Ora atteggiamento è 'smetti o muori'

18 giugno, 14:47

ROMA - "L'Oms e la Fctc, la convenzione Onu contro il tabacco, dovrebbero rivedere le proprie politiche nei confronti delle alternative alle sigarette tradizionali,dalle e-cig, alle sigarette 'che non bruciano' allo snus, il tabacco che si mastica, che ora sono troppo restrittive e che non tengono conto della potenziale riduzione del danno raggiungibile con questi prodotti". Lo hanno affermato gli esperti al Global Forum on Nicotine di Varsavia.

"La prevalenza dei fumatori sta aumentando, soprattutto in Medio Oriente e Africa - ha sottolineato Julian Morris della Reason Foundation - ma la Fctc supporta politiche che riducono la domanda, trascurando invece la riduzione del danno. Per questa istituzione e per l'Oms è 'smetti o muori'".

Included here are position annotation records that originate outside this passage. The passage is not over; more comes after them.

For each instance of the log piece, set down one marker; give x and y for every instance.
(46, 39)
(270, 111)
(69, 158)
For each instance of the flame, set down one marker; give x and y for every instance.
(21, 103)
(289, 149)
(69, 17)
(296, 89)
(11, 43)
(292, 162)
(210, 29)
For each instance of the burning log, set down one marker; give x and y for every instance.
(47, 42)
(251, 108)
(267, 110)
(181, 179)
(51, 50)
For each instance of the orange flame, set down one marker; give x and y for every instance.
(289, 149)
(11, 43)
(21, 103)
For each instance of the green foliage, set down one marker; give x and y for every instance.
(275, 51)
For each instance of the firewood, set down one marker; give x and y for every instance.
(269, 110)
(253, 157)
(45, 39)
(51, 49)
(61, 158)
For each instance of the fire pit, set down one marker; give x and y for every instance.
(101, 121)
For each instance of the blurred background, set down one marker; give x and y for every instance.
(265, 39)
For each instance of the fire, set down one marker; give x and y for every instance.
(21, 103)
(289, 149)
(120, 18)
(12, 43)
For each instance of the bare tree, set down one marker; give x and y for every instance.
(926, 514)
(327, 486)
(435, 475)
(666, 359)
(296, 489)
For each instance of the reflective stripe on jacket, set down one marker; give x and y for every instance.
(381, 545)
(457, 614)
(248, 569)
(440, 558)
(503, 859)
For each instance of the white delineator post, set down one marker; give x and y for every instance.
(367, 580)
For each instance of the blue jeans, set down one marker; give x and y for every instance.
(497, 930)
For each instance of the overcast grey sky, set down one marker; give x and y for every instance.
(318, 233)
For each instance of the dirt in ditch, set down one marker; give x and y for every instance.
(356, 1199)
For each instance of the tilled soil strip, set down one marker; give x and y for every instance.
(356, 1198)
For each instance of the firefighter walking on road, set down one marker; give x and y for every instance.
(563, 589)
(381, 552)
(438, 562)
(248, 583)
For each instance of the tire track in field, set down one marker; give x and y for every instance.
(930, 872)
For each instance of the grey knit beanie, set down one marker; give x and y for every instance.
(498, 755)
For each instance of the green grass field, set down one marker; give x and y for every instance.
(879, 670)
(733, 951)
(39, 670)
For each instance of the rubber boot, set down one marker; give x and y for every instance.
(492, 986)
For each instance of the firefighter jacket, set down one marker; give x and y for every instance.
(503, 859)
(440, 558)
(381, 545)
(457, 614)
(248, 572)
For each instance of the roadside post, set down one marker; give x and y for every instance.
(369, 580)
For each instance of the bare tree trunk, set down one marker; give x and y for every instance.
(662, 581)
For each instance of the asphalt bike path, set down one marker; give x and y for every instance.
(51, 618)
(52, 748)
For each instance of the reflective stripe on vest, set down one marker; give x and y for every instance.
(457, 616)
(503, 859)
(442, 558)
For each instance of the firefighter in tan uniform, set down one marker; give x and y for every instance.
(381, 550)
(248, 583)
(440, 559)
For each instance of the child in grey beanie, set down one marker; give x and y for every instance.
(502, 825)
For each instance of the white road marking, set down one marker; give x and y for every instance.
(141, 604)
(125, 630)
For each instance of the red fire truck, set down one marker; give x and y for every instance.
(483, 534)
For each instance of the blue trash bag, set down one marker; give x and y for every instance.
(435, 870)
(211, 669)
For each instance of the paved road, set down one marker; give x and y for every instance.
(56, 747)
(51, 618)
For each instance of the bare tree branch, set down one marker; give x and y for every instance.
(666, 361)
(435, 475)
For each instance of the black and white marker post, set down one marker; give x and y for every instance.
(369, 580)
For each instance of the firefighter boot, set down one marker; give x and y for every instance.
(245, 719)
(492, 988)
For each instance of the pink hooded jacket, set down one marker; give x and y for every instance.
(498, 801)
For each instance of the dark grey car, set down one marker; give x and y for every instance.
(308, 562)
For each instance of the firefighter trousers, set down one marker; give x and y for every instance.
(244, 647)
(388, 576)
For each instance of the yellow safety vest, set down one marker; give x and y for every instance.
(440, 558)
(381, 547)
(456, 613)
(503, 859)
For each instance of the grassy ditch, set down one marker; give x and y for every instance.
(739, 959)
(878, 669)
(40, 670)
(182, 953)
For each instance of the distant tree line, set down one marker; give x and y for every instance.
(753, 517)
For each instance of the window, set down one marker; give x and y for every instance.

In diversi documenti, hanno sottolineato gli esperti, le istituzioni hanno messo insieme tutti i prodotti del tabacco, definendoli dannosi, mentre alla prossima conferenza Cop 7 della convenzione verrà presentato un rapporto sulle alternative alle sigarette di cui però non si conoscono gli estensori o i revisori. "L'obiettivo dovrebbe essere ridurre le malattie legate al fumo, non il consumo di nicotina o altri fattori - ha affermato Clive Bates dell'associazione Conterfactual Consiltinf Uk - . Il Royal college of Physician britannico in un documento ha ribadito l'importanza delle alternative alle sigarette, E già due studi pubblicati ci dicono che il tasso di fumatori scende meno dove le e-cig sono bandite".